Textbooks distributed to monasteries warn monks about disturbing “social stability”
Authorities have distributed a new legal textbook to monks, warning them against carrying out activities such as street protests and self-immolations. The book claims that such activities “disturb social stability” and will be met with severe punishments.
The textbook is titled “Legal Textbook of Monastic Rules”. It has been issued to all monks in Ngaba’s Kirti Monastery, who have reportedly been told to study it seriously. There have also been reports of the book being distributed across 40 other monasteries in Ngaba. Similar-looking textbooks have also been spotted at a monastery in Dzoege County (Chinese).
In the book, which has been published in Chinese and Tibetan, monks are warned against carrying out self-immolation protests and street protests, because they "disturb social stability". It adds that such crimes would be severely punished.

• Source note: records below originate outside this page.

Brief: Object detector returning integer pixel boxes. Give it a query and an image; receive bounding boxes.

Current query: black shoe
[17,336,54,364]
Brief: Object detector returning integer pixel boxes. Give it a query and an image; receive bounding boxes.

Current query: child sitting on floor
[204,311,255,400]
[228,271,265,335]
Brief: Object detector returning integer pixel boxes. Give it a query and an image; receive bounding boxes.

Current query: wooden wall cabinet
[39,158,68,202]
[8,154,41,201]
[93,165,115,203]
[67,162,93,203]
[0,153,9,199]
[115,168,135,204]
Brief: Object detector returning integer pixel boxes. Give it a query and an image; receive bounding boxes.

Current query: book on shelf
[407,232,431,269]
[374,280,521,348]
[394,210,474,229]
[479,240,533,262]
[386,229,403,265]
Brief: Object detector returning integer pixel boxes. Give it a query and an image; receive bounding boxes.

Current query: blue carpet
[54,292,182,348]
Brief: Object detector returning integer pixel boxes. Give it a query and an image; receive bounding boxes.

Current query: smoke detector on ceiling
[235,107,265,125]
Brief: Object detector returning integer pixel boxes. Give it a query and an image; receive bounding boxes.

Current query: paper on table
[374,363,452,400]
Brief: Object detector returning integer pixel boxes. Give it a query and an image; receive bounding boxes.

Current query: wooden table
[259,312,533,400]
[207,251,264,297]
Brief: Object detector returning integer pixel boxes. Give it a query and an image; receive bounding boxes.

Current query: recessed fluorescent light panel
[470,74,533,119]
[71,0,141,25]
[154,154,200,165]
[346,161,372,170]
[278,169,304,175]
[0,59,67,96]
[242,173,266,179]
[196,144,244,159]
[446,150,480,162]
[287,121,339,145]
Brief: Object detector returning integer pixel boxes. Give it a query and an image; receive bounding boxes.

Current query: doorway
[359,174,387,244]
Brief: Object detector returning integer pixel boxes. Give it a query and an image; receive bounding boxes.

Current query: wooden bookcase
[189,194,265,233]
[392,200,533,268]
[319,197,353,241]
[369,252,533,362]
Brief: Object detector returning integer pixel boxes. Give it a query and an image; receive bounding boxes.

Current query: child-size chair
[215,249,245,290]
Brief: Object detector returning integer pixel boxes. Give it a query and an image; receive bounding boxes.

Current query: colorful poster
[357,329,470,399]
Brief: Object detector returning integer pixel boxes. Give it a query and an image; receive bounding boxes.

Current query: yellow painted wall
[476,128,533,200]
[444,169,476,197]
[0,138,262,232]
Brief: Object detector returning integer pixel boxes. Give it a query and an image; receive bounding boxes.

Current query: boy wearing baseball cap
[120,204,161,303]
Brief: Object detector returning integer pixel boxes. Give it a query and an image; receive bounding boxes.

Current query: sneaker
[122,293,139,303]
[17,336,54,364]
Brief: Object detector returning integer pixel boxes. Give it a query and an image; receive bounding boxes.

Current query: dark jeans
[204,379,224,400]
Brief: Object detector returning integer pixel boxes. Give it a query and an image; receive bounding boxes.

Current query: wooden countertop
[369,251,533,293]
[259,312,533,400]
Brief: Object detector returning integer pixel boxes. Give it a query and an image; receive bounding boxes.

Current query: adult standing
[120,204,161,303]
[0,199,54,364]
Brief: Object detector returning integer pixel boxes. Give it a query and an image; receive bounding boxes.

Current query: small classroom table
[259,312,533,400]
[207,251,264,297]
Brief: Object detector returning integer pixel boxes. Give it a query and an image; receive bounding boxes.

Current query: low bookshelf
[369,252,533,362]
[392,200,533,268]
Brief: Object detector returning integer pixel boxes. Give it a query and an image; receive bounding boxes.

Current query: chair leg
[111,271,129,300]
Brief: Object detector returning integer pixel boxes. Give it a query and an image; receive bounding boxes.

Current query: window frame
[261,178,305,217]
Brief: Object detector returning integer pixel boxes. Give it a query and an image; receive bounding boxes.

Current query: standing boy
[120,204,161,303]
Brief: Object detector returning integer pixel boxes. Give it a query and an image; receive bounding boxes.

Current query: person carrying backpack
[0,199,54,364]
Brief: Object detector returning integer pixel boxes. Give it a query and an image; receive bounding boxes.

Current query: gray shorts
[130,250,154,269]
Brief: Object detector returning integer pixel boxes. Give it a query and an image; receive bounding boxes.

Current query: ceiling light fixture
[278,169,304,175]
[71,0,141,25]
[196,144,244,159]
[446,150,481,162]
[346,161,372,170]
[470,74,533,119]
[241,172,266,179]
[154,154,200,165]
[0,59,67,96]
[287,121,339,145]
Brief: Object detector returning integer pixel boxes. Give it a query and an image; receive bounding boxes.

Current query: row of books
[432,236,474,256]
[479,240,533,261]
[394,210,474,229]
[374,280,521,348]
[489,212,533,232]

Other offences listed include the sending of local information to the outside world. This, according to the book, is equivalent to leaking state secrets. Tibetans continue to send testimonies, images and video of life under the occupation to the outside world through social media and mobile phone apps such as WeChat, the Chinese equivalent of WhatsApp.
A hotbed of protest
The issuing of the textbooks follows a spate of solo protests by Tibetans over the past year. Many of those that have carried out the protests are monks from Ngaba. Earlier this month Jamphe Gyatso, a monk from Kirti Monastery, was sentenced to three years in prison for carrying out a solo protest in 2015. During the protest, Jamphel Gyatso held a portrait of the Dalai Lama and walked through the main street of Ngaba, shouting slogans such as “Freedom in Tibet' and 'Long live His Holiness the Dalai Lama'. He was arrested within minutes by armed police and taken away.
Almost identical protests have been carried out by other Tibetan monks over the past year. Fellow Kirti resident Losang Thubten is still missing and presumed in detention after carrying out such a protest in May. Other residents of Ngaba that have carried out similar protests include Tashi Dhondup and Lobsang Tsering, both of whom are in an unknown location awaiting trial.